What is a Prime Number?

A prime number is a natural number greater than 1 that has no positive divisors other than 1 and itself. Examples: 2, 3, 5, 7, 11, 13... All primes except 2 are odd. Primes are the "atoms of numbers."

Sieve of Eratosthenes

An ancient algorithm developed by Greek mathematician Eratosthenes around 240 BC. It efficiently finds all primes up to n by iteratively marking multiples of each prime as composite.

Twin Primes

Twin primes are pairs of primes that differ by 2: (3,5), (5,7), (11,13), (17,19)... Whether infinitely many twin primes exist remains an unsolved problem.

Applications of Primes

• RSA encryption: Security based on difficulty of factoring large numbers
• Hash functions: Prime-sized hash tables reduce collisions
• Random number generation: Primes in PRNG algorithms
• Nature: Cicada life cycles use prime numbers

Prime Numbers Complete Guide: From Math to Cryptography (2025)

Definition and History of Prime Numbers

A prime number is a natural number greater than 1 with no divisors except 1 and itself. The smallest prime is 2, the only even prime. Sequence: 2, 3, 5, 7, 11, 13, 17, 19, 23, 29... Ancient Greek mathematician Euclid proved around 300 BC that infinitely many primes exist. Primes are called "atoms of numbers" because every integer > 1 uniquely factors into primes (Fundamental Theorem of Arithmetic). Examples: 60 = 2² × 3 × 5, 360 = 2³ × 3² × 5.

Primality Testing Algorithms

The simplest method tests divisibility by all numbers from 2 to n-1, but this is inefficient. An improvement tests only 2 to √n, since if n = a × b, then a ≤ √n or b ≤ √n. For 101: √101 ≈ 10.05, so test only 2, 3, 5, 7. Miller-Rabin probabilistic test handles very large numbers efficiently. AKS (2002) is the first polynomial-time deterministic algorithm. Modern cryptography uses hundreds of digits, requiring efficient testing.

Sieve of Eratosthenes Algorithm

Developed by Greek mathematician Eratosthenes around 240 BC. Process: ① List numbers 2 to n. ② Mark 2 as prime, eliminate multiples (4,6,8,10...). ③ Next unmarked number 3 is prime, eliminate multiples. ④ Continue with 5, 7, etc. up to √n. ⑤ Remaining numbers are prime. For n=30: primes are 2, 3, 5, 7, 11, 13, 17, 19, 23, 29. Time complexity: O(n log log n). Can find all primes under 1 million in seconds.
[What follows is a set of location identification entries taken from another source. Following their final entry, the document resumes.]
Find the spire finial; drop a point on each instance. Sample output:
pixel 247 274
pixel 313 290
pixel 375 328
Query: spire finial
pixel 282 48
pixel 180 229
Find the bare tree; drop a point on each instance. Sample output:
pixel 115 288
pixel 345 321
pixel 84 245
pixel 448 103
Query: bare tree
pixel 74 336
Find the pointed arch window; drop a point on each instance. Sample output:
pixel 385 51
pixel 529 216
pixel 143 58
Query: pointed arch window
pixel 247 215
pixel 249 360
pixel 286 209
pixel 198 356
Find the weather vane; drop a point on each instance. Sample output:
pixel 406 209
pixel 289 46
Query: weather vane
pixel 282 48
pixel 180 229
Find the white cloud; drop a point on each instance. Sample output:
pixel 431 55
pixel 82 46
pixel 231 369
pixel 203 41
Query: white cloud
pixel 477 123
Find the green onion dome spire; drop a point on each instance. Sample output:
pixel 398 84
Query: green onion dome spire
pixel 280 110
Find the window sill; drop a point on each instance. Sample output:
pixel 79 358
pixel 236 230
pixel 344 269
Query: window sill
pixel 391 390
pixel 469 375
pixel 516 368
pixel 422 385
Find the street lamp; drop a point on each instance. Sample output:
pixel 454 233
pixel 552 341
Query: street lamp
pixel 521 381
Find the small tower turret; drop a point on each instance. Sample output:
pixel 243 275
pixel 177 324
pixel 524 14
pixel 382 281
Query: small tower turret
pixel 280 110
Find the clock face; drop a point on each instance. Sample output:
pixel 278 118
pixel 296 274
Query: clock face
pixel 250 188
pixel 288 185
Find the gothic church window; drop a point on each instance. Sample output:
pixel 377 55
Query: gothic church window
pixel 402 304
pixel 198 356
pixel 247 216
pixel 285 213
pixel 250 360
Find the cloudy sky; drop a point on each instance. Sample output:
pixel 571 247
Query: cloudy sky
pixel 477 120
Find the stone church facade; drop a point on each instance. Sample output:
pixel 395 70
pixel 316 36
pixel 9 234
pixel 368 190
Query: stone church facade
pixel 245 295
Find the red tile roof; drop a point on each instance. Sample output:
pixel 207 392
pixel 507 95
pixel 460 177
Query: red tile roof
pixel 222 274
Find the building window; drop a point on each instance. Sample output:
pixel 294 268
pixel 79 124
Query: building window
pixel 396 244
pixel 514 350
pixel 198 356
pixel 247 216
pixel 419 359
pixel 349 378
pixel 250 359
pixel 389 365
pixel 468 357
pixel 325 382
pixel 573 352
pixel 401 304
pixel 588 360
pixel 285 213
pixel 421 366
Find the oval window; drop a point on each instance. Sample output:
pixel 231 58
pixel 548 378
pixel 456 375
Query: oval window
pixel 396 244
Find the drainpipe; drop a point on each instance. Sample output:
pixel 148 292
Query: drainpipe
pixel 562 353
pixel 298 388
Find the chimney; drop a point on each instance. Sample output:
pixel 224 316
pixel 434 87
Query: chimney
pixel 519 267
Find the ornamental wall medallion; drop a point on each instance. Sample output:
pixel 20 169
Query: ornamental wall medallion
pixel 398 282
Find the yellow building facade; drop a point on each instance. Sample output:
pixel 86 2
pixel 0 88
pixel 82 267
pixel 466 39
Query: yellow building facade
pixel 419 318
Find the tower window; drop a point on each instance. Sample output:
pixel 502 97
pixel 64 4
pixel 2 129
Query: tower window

Prime Factorization Principles

Prime factorization expresses a number as a product of primes. By Fundamental Theorem, every integer > 1 has a unique factorization. Method: ① Start with smallest prime 2. ② Divide repeatedly by 2 until no longer divisible. ③ Try next primes 3, 5, 7... ④ Continue until quotient is 1. Example 360: 360÷2=180, 180÷2=90, 90÷2=45, 45÷3=15, 15÷3=5, 5÷5=1. Result: 360 = 2³×3²×5. Applications: GCD/LCM calculation, fraction reduction, RSA security.

Twin Primes and Goldbach Conjecture

Twin primes differ by 2: (3,5), (5,7), (11,13), (17,19), (29,31)... Twin Prime Conjecture states infinitely many exist but remains unproven. In 2013, Yitang Zhang proved infinitely many prime pairs differ by ≤70 million, later reduced to 246. Goldbach Conjecture (1742): every even number > 2 is sum of two primes. Examples: 4=2+2, 6=3+3, 8=3+5, 10=5+5. Verified up to 4×10¹⁸ but still unproven.

RSA Encryption and Practical Applications

RSA encryption, core of internet security, relies on easy multiplication but hard factorization of large primes. Key generation: ① Choose large primes p, q (1024+ bits each). ② Calculate n = p×q (public). ③ Calculate φ(n) = (p-1)(q-1). ④ Choose public exponent e coprime to φ(n) (usually 65537). ⑤ Calculate private exponent d where e×d ≡ 1 (mod φ(n)). Public key: (n,e), private key: (n,d). Encrypt: C = M^e mod n, Decrypt: M = C^d mod n. Factoring n to find p,q would break encryption, but factoring hundreds of digits takes millions of years. Other applications: prime hash table sizes reduce collisions, cicada 13/17-year cycles avoid predator overlap, prime rhythms in music.